Here’s a Wiccan example:
The initiator the kneels besides the candidate, places his or her right hand on the candidate’s head, and the left hand just beneath the candidate’s knee as the latter remains kneeling.
Initiator: Do you vow all between these hands to the Old Gods of witchcraft?
Candidate: I do.
Initiator: I will the powers of witchcraft into you.
Doreen Valiente – Witchcraft For Tomorrow (1978)
Does that accomplish anything? I can’t say – I’ve never tried it. But I clearly remember the moment of investiture at my first Pagan initiation. Something powerful happened, and it felt right.
I tend to think the initiators in these cases aren’t the source so much as they’re the facilitators and the conduits. The magic, the power, the current – call it what you will – flows through them and into the candidate.
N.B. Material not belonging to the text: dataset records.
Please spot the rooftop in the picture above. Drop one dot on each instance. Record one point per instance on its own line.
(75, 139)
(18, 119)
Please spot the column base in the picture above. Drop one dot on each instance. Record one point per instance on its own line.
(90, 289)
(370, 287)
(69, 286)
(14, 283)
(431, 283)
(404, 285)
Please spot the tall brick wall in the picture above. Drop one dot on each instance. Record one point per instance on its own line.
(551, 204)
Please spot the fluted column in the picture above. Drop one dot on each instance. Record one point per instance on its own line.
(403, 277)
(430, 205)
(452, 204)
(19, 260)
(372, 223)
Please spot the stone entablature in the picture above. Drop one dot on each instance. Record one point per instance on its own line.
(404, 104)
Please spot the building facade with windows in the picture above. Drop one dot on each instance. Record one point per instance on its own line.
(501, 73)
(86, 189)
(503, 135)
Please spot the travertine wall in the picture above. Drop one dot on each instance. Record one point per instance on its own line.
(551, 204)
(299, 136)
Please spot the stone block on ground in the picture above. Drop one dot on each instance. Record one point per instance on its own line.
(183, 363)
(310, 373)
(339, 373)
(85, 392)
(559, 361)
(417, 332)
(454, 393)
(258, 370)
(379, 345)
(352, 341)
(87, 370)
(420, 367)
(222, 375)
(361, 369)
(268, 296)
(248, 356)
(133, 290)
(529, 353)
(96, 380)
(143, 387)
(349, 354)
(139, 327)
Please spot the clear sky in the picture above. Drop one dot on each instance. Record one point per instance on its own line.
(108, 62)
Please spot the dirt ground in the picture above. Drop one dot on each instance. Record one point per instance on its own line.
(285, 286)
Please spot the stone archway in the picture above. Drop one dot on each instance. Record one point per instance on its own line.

If your tradition has such a feature, you need a way – a technology – to transmit it.
The privilege and responsibility of being a host
Hospitality is a form of reciprocity: “I give so that you may give.” Someone helped you get started. Maybe it was a teacher, an author, an artist, or Nature herself. Because someone showed hospitality to you, you learned and you grew and you became more than what you were before.
If guests knock on your door, it means you’ve done something to get the attention of someone… or Someone. You have been a guest. Now it’s time to be a host.
What hospitality technologies will you learn and master?